「屋久島」の地名の由来は?古語・中国史書・縄文杉が語る島の正体
1. 「ヤク」は古語で「山が奥深い・険しい」を意味する説
「屋久島」の「ヤク」は、古い日本語で山が奥深く険しいことを表す言葉に由来するという説があります。島の中央部には九州最高峰の宮之浦岳(1936m)がそびえ、内陸は急峻な山々が連なります。かつて島を訪れた人々が「山の奥深いところ」という意味を込めて「ヤク」と呼んだという解釈は、地形的にも説得力があります。
2. 中国史書「隋書」に登場する「夷邪久国」
7世紀初頭に編纂された中国の史書「隋書」流求国伝には、「夷邪久国」という地名が登場します。この「夷邪久(いやく)」が屋久島を指すという説は、音の類似から古くから唱えられてきました。隋の時代にすでに外交・交易圏の中に屋久島が存在していた可能性を示す重要な手がかりです。
3. 「ヤク」はマレー語起源という説も
かつては「ヤク」がマレー語の「ヤクー」(森の民)に由来するという説も提唱されました。南島からの文化的影響を根拠とするものですが、現在では言語的な証拠が乏しく、主流の説とはなっていません。南方との交流の痕跡を探る上での参考説として記録されています。
4. 「屋久」の漢字表記は後から当てられた
「ヤク」という音が先に存在し、「屋久」という漢字は後から当て字として使われたと考えられています。日本の地名には音だけが先行し、意味の異なる漢字が後付けで充てられた例が数多くあります。
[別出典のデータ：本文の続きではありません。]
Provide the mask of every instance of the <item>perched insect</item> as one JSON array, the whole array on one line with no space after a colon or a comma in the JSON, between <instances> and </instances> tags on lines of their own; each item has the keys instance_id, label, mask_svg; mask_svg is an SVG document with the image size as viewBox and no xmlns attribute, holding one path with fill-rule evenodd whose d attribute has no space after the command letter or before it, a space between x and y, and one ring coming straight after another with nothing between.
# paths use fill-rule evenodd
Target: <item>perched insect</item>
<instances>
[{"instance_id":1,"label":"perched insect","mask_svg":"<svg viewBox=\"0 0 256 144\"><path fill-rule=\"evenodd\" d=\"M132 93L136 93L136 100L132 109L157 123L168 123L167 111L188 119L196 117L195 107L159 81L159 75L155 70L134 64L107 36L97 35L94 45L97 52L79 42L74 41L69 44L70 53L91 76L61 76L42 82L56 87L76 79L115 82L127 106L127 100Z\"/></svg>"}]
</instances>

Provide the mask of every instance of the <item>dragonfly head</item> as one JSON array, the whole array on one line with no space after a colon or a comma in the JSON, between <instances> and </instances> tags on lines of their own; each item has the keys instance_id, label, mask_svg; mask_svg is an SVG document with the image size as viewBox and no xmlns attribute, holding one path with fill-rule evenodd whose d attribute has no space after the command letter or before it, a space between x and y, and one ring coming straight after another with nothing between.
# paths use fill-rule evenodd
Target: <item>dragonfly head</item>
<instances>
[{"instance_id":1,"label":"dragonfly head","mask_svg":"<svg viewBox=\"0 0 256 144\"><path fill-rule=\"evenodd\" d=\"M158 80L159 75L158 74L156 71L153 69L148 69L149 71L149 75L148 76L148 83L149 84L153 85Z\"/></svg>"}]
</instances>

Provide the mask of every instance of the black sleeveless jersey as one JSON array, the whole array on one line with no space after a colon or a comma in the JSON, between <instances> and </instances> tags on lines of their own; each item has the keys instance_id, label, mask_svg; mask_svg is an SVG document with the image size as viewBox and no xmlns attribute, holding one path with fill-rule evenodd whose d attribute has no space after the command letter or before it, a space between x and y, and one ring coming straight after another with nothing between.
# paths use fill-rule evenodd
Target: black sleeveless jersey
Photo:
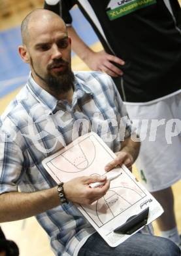
<instances>
[{"instance_id":1,"label":"black sleeveless jersey","mask_svg":"<svg viewBox=\"0 0 181 256\"><path fill-rule=\"evenodd\" d=\"M148 102L181 89L177 0L61 0L55 5L45 2L44 7L61 12L71 24L69 10L75 4L105 51L125 62L122 87L117 83L125 101Z\"/></svg>"}]
</instances>

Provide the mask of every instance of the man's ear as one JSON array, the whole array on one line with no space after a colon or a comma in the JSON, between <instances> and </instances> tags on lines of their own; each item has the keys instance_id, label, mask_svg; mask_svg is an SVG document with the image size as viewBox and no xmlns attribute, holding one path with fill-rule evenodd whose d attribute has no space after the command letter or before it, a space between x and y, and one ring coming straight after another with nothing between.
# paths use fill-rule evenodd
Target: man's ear
<instances>
[{"instance_id":1,"label":"man's ear","mask_svg":"<svg viewBox=\"0 0 181 256\"><path fill-rule=\"evenodd\" d=\"M69 43L70 45L71 45L72 44L71 37L69 37Z\"/></svg>"},{"instance_id":2,"label":"man's ear","mask_svg":"<svg viewBox=\"0 0 181 256\"><path fill-rule=\"evenodd\" d=\"M20 45L18 47L18 52L23 61L25 63L29 63L29 55L27 51L27 47L25 45Z\"/></svg>"}]
</instances>

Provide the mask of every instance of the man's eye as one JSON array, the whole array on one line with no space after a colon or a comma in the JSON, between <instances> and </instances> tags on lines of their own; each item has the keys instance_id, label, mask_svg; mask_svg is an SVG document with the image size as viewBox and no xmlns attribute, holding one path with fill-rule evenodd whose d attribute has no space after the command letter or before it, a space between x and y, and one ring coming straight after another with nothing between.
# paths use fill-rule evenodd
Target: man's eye
<instances>
[{"instance_id":1,"label":"man's eye","mask_svg":"<svg viewBox=\"0 0 181 256\"><path fill-rule=\"evenodd\" d=\"M39 47L39 49L41 51L48 51L49 49L49 46L48 45L41 45L40 47Z\"/></svg>"},{"instance_id":2,"label":"man's eye","mask_svg":"<svg viewBox=\"0 0 181 256\"><path fill-rule=\"evenodd\" d=\"M68 40L61 41L58 43L59 48L66 48L69 44Z\"/></svg>"}]
</instances>

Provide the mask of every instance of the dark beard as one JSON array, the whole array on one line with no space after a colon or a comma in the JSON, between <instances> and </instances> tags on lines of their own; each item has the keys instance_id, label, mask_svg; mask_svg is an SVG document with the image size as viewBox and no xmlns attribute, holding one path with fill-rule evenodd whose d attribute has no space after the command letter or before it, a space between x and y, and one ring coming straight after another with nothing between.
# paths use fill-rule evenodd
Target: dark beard
<instances>
[{"instance_id":1,"label":"dark beard","mask_svg":"<svg viewBox=\"0 0 181 256\"><path fill-rule=\"evenodd\" d=\"M54 95L59 95L67 93L71 88L74 88L74 75L71 68L67 67L66 72L58 76L47 75L44 81Z\"/></svg>"},{"instance_id":2,"label":"dark beard","mask_svg":"<svg viewBox=\"0 0 181 256\"><path fill-rule=\"evenodd\" d=\"M55 61L48 67L48 70L50 70L54 64L57 64L58 62L67 65L67 68L63 72L59 72L57 76L48 74L44 78L35 71L32 58L30 58L30 61L35 74L44 81L53 95L59 95L61 93L67 93L71 88L74 89L74 75L69 66L69 63L66 61L61 59Z\"/></svg>"}]
</instances>

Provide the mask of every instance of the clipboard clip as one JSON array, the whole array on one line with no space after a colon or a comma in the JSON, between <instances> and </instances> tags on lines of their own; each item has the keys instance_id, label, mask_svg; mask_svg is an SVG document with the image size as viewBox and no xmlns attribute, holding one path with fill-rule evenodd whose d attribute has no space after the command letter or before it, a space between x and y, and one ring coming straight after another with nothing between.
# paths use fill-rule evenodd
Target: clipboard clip
<instances>
[{"instance_id":1,"label":"clipboard clip","mask_svg":"<svg viewBox=\"0 0 181 256\"><path fill-rule=\"evenodd\" d=\"M149 207L146 208L140 213L131 216L127 221L116 228L114 232L123 234L131 234L142 226L146 224L149 213Z\"/></svg>"}]
</instances>

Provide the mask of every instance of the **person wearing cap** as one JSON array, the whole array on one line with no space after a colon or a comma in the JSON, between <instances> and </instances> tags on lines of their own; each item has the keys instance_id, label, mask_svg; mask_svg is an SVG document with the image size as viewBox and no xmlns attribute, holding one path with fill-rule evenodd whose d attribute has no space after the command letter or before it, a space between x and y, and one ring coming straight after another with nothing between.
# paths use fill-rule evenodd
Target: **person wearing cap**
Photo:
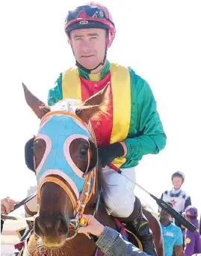
<instances>
[{"instance_id":1,"label":"person wearing cap","mask_svg":"<svg viewBox=\"0 0 201 256\"><path fill-rule=\"evenodd\" d=\"M201 253L201 237L199 233L199 222L197 219L197 209L188 206L185 210L185 218L197 228L194 232L188 229L185 234L185 256L191 256L193 254Z\"/></svg>"},{"instance_id":2,"label":"person wearing cap","mask_svg":"<svg viewBox=\"0 0 201 256\"><path fill-rule=\"evenodd\" d=\"M182 185L185 182L185 174L182 171L175 172L172 175L173 188L170 191L165 191L161 197L164 201L170 201L173 208L181 214L188 206L191 205L191 197L182 190ZM181 223L179 221L173 219L173 222L177 226L181 227Z\"/></svg>"},{"instance_id":3,"label":"person wearing cap","mask_svg":"<svg viewBox=\"0 0 201 256\"><path fill-rule=\"evenodd\" d=\"M167 203L173 207L171 202ZM164 238L164 256L172 256L173 251L176 256L184 256L182 230L172 223L171 216L163 209L160 211L160 222Z\"/></svg>"},{"instance_id":4,"label":"person wearing cap","mask_svg":"<svg viewBox=\"0 0 201 256\"><path fill-rule=\"evenodd\" d=\"M60 74L49 91L48 104L65 99L85 101L108 86L108 115L90 120L102 167L102 195L108 214L128 224L143 251L156 255L149 222L134 194L134 167L144 155L157 154L166 145L150 86L131 67L107 59L116 28L106 7L90 2L69 10L64 29L76 67ZM27 165L33 170L32 162ZM123 175L109 167L111 163Z\"/></svg>"}]
</instances>

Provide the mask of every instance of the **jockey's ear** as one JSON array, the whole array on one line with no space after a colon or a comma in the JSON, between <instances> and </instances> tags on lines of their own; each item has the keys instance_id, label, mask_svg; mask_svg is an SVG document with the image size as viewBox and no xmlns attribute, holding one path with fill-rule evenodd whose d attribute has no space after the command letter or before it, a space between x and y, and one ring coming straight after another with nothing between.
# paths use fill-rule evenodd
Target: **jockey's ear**
<instances>
[{"instance_id":1,"label":"jockey's ear","mask_svg":"<svg viewBox=\"0 0 201 256\"><path fill-rule=\"evenodd\" d=\"M108 115L110 102L110 84L84 101L75 111L75 114L86 124L90 120L98 120L101 115Z\"/></svg>"},{"instance_id":2,"label":"jockey's ear","mask_svg":"<svg viewBox=\"0 0 201 256\"><path fill-rule=\"evenodd\" d=\"M41 119L46 113L50 112L50 108L32 94L23 83L22 86L28 105L36 115Z\"/></svg>"}]
</instances>

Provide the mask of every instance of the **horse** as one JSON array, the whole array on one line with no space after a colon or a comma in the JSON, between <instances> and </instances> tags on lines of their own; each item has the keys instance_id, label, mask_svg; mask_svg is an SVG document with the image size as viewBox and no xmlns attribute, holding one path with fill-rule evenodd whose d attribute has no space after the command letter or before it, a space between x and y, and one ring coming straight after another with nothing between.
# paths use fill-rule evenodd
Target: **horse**
<instances>
[{"instance_id":1,"label":"horse","mask_svg":"<svg viewBox=\"0 0 201 256\"><path fill-rule=\"evenodd\" d=\"M51 111L25 85L23 89L28 105L41 123L38 134L29 141L31 153L27 156L37 180L37 214L20 255L89 256L96 252L102 255L93 240L77 230L83 213L117 230L114 218L108 214L101 198L101 166L90 122L107 115L109 88L105 86L71 112ZM158 255L163 256L159 221L145 208L143 211L149 222Z\"/></svg>"}]
</instances>

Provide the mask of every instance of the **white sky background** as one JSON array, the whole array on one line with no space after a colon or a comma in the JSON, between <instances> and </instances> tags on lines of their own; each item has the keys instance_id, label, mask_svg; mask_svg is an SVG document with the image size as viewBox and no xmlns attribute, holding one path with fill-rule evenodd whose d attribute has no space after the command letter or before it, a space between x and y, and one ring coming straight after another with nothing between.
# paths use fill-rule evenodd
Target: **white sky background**
<instances>
[{"instance_id":1,"label":"white sky background","mask_svg":"<svg viewBox=\"0 0 201 256\"><path fill-rule=\"evenodd\" d=\"M26 105L21 85L46 103L59 73L74 65L64 31L69 2L7 1L0 8L1 198L20 201L36 183L25 164L24 146L40 121ZM200 213L200 1L99 2L107 3L117 31L108 59L131 66L149 83L167 135L164 150L140 161L137 180L159 197L171 188L172 173L183 171L183 189ZM157 209L139 189L136 194Z\"/></svg>"}]
</instances>

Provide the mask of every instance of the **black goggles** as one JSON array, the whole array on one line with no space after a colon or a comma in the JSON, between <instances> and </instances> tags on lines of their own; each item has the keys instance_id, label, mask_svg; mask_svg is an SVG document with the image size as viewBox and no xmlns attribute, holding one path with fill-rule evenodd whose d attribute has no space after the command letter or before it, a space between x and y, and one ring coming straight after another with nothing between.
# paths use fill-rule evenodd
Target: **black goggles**
<instances>
[{"instance_id":1,"label":"black goggles","mask_svg":"<svg viewBox=\"0 0 201 256\"><path fill-rule=\"evenodd\" d=\"M105 12L98 7L93 7L89 5L80 6L75 10L69 10L66 18L66 23L76 19L81 12L84 12L89 18L108 19L105 16Z\"/></svg>"}]
</instances>

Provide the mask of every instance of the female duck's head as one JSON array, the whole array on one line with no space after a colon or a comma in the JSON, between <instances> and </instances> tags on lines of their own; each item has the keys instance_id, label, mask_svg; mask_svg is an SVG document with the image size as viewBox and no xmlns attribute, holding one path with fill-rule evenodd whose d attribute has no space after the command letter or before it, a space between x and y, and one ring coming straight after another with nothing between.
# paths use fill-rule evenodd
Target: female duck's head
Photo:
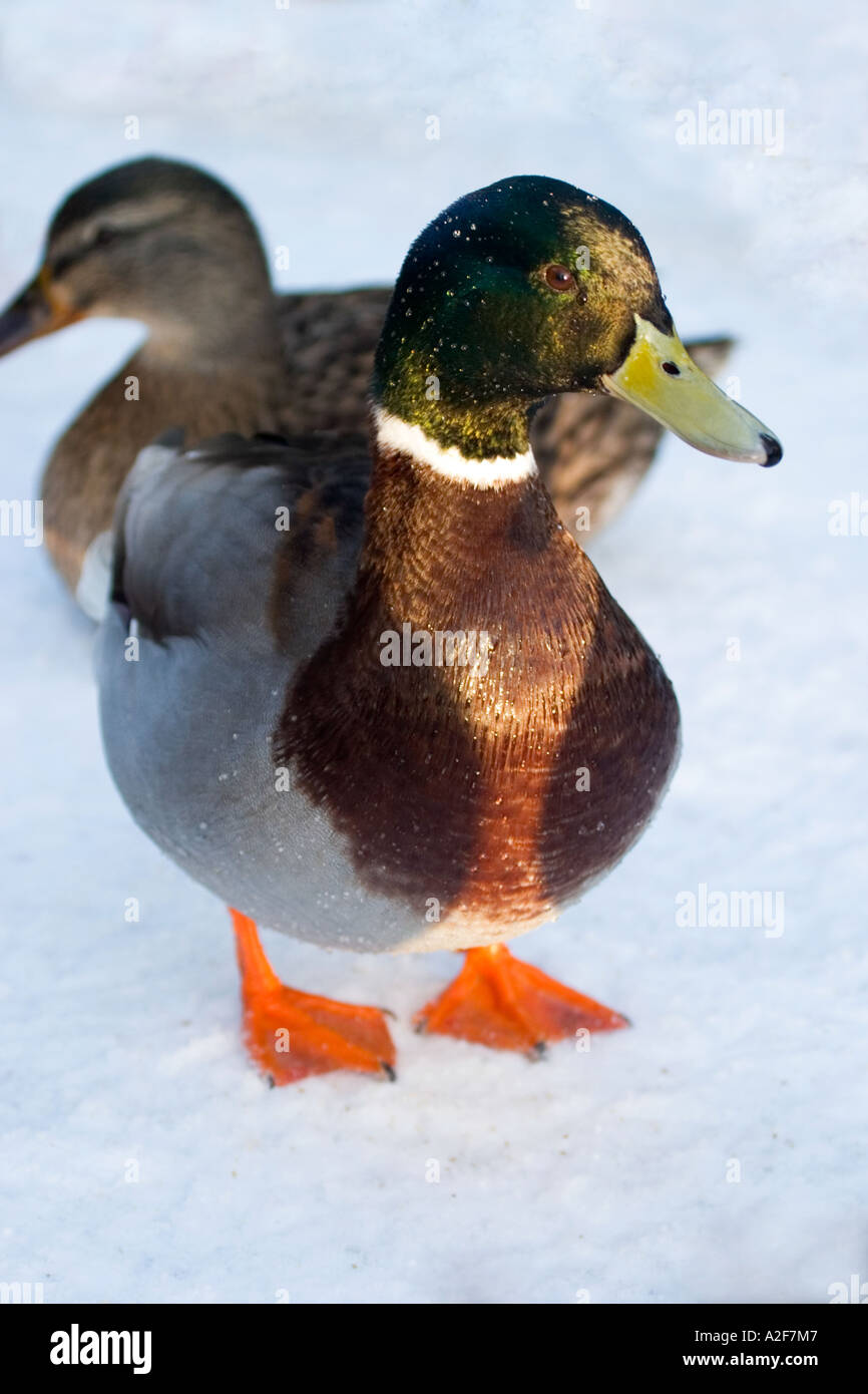
<instances>
[{"instance_id":1,"label":"female duck's head","mask_svg":"<svg viewBox=\"0 0 868 1394\"><path fill-rule=\"evenodd\" d=\"M709 454L782 456L688 357L623 213L534 176L460 198L412 244L394 289L373 378L380 441L412 438L419 453L425 439L429 463L497 482L529 460L529 408L582 390L633 401Z\"/></svg>"},{"instance_id":2,"label":"female duck's head","mask_svg":"<svg viewBox=\"0 0 868 1394\"><path fill-rule=\"evenodd\" d=\"M268 265L244 204L205 170L145 158L74 190L42 265L0 314L0 355L92 315L139 319L169 347L242 353L268 339Z\"/></svg>"}]
</instances>

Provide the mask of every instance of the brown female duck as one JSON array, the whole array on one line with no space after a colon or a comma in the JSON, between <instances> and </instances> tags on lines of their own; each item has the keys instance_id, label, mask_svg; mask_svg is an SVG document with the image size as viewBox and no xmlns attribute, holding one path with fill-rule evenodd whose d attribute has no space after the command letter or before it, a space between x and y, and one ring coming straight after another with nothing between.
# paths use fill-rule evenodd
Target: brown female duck
<instances>
[{"instance_id":1,"label":"brown female duck","mask_svg":"<svg viewBox=\"0 0 868 1394\"><path fill-rule=\"evenodd\" d=\"M389 296L362 289L276 297L244 204L191 164L132 160L67 197L38 275L0 316L0 355L92 315L148 326L142 347L63 434L42 481L47 548L89 613L104 605L120 487L162 431L183 427L188 439L366 432L365 395ZM715 340L694 354L715 371L727 348ZM588 535L609 521L645 474L660 434L610 397L542 404L534 447L564 524Z\"/></svg>"}]
</instances>

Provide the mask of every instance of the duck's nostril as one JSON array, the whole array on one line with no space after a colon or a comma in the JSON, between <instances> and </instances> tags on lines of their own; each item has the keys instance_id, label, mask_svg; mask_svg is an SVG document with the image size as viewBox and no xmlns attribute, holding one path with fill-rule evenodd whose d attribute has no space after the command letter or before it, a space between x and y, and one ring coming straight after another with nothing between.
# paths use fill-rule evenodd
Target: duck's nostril
<instances>
[{"instance_id":1,"label":"duck's nostril","mask_svg":"<svg viewBox=\"0 0 868 1394\"><path fill-rule=\"evenodd\" d=\"M776 441L775 436L768 436L765 431L759 432L759 439L765 446L765 460L762 461L762 464L768 470L770 464L777 464L777 461L783 456L783 446L780 441Z\"/></svg>"}]
</instances>

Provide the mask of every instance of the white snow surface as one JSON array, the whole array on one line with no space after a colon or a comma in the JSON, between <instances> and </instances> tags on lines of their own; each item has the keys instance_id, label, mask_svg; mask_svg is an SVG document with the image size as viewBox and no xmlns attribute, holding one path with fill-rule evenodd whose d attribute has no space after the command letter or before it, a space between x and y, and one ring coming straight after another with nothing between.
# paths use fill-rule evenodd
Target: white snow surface
<instances>
[{"instance_id":1,"label":"white snow surface","mask_svg":"<svg viewBox=\"0 0 868 1394\"><path fill-rule=\"evenodd\" d=\"M535 1065L417 1037L454 956L265 933L287 981L397 1013L394 1085L269 1090L248 1065L226 912L131 822L92 629L43 549L0 538L0 1280L46 1302L816 1303L868 1278L868 538L829 533L868 493L858 0L7 0L1 25L0 298L57 201L134 155L228 180L297 287L386 282L453 198L552 174L637 223L683 337L738 336L741 399L786 453L764 471L667 438L592 546L684 754L638 848L517 951L631 1030ZM679 145L701 100L782 109L783 152ZM139 336L85 323L0 362L6 498L35 496ZM782 892L783 934L679 927L699 884Z\"/></svg>"}]
</instances>

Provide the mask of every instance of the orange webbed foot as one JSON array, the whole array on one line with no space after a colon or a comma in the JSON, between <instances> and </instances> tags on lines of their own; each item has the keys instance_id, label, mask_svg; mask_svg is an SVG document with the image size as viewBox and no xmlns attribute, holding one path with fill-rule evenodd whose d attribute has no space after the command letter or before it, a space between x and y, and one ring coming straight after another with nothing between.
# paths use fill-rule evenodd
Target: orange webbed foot
<instances>
[{"instance_id":1,"label":"orange webbed foot","mask_svg":"<svg viewBox=\"0 0 868 1394\"><path fill-rule=\"evenodd\" d=\"M256 926L230 910L241 969L248 1055L274 1085L352 1069L394 1079L394 1044L376 1006L334 1002L286 987L265 956Z\"/></svg>"},{"instance_id":2,"label":"orange webbed foot","mask_svg":"<svg viewBox=\"0 0 868 1394\"><path fill-rule=\"evenodd\" d=\"M581 1029L612 1032L628 1025L612 1008L513 958L504 944L468 949L454 983L414 1016L419 1032L528 1055Z\"/></svg>"}]
</instances>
「屋久」という字面に特定の意味はなく、音を写しただけの表記です。
5. 「ヤクスギ」の「ヤク」も同じ語源
世界自然遺産として知られる屋久杉(ヤクスギ)の「ヤク」も、屋久島の地名と同じ由来です。樹齢1000年以上のものをヤクスギ、それ未満のものを小杉(こすぎ)と区別します。縄文杉は推定樹齢2000〜7200年とされ、名前は縄文時代から生き続けているかもしれないという意味を込めてつけられました。
6. 屋久島は「月に35日雨が降る」といわれる
屋久島には「一月に35日雨が降る」という言い回しがあるほど降水量が多く、山頂付近では年間降水量が1万mmを超えることもあります。この豊富な雨が巨大な杉の森を育てており、島の険しい地形が「ヤク(奥深い山)」という語感にもつながっています。
7. 江戸時代には薩摩藩の直轄地だった
屋久島は江戸時代を通じて薩摩藩の直轄地として管理されていました。年貢は米ではなく杉材や杉板で納めることとされ、「杉年貢」と呼ばれました。この制度が島の杉林の管理と記録を促し、屋久杉の存在が広く知られるきっかけとなりました。
8. 島の面積の約96%が山地・森林
屋久島は面積504平方キロメートルのうち、約96%が山地や森林に覆われています。海岸部に集落が点在するだけで、内陸は深い原生林が広がっています。「山が奥深い島」という語源の解釈は、現在も変わらず島の実態を的確に表しています。
9. 1993年に日本初の世界自然遺産に登録
屋久島は1993年、法隆寺地域・姫路城・白神山地と同時に、日本で最初の世界遺産(世界自然遺産)に登録されました。登録面積は島の約21%にあたる1万0747ヘクタールで、屋久杉の原生林や多様な垂直植生帯が評価されました。
10. 地名が示す「奥深さ」は今も健在
古語説・中国史書説いずれにしても、「ヤク」という音には「奥深く、近づきがたい」という印象が込められています。縄文時代から生き続ける杉、年間1万mmを超える雨、切り立つ峰々——屋久島という地名は、現代においても島の本質をそのままに語り続けています。
「夷邪久」と記録された古代の島から、世界が認めた自然遺産へ。屋久島の地名は、1500年以上の時を超えて、変わらぬ山岳の奥深さを今に伝えています。